The Oregonian

04/12/11 - A Torino 29 l'esordiente regista Calvin Reeder clona, tra mille confusioni e sciatterie, un film di genere splatter anni '80, nato da un suo sogno.

Dalla nostra inviata LIA COLUCCI

Incubo, realtà parallela oppure solo un sogno? Il regista Calvin Reeder ha ammesso candidamente di aver sognato tutta la storia di The Oregonian e di averla scritta di getto, senza affidarsi a nessuna teoria o darle un significato recondito, perché a suo avviso questa storia genuina vale mille inconsci.
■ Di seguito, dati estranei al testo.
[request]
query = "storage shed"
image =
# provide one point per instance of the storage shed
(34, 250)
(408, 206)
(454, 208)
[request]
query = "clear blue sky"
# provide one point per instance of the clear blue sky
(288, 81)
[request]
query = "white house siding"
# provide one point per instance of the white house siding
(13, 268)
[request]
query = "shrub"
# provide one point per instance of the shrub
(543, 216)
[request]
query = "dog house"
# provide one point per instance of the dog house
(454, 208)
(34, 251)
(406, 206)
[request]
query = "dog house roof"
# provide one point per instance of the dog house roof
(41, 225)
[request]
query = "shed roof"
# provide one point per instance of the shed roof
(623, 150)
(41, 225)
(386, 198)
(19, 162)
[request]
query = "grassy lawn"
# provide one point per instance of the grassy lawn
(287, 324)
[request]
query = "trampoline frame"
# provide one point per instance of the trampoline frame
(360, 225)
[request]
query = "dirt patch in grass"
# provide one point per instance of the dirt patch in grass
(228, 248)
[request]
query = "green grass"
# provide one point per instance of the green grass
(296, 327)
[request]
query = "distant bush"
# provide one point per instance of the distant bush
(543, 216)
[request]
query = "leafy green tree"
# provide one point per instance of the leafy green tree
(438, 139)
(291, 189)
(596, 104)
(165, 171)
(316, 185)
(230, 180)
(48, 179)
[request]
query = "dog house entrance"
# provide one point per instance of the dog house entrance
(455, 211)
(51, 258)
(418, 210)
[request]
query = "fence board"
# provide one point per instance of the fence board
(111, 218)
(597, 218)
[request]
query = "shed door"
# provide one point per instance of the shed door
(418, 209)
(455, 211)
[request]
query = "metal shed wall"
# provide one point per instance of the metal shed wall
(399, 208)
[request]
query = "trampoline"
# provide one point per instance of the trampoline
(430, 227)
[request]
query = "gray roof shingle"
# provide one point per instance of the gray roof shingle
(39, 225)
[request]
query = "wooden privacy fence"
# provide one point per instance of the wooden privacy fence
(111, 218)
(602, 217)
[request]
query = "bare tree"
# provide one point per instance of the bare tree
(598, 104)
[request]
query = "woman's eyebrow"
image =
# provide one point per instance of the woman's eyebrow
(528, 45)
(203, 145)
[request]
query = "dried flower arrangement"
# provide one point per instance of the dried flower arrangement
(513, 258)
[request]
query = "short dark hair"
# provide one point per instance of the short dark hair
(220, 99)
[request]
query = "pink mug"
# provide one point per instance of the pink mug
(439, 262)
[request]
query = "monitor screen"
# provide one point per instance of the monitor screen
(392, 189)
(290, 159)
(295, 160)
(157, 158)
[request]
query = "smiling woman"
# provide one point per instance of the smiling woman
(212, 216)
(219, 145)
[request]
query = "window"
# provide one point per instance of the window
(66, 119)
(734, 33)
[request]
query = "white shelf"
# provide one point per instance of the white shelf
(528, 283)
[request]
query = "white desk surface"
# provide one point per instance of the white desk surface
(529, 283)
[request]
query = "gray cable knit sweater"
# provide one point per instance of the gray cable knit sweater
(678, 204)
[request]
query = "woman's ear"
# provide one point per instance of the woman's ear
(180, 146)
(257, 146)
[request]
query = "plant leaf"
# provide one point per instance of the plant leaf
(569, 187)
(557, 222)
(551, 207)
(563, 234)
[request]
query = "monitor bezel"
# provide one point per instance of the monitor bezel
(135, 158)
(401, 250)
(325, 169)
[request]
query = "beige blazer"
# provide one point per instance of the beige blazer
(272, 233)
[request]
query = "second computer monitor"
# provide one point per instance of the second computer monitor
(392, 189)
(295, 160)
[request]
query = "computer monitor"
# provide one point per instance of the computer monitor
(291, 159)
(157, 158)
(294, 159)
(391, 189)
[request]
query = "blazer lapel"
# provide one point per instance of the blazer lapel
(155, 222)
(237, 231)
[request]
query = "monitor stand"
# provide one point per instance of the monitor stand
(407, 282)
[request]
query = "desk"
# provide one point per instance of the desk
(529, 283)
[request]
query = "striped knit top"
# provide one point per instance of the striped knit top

Di fronte a tale tracotanza ci si aspetterebbe quantomeno un film stratificato e invece ciò a cui assistiamo è il clone di uno splatter anni ’80, peraltro terribilmente confuso. Di certo sappiamo che siamo nello stato dell’Oregon, dove una fanciulla fugge da una difficile convivenza. Da qui si abbandona ogni logica e la ritroviamo in una macchina, insanguinata e con due cadaveri di fronte. Invece di seguire la strada verso il villaggio viene attratta da suoni incomprensibili: è andata in coma e sono le macchine del’ospedale? Oppure sono segnali pericolosi di oscure presenze? In questa strana contaminazione tra l’horror e il road-movie il percorso della giovane protagonista prosegue con incontri misteriosi: una donna con un ghigno da strega, un uomo con l’asma che produce urina di tutti colori, un pupazzo di peluche verde che sembra pedinarla a ogni passo. Non mancano poi bibite dai colori misteriosi e gruppi di musicisti inclini più alla follia che al sesso.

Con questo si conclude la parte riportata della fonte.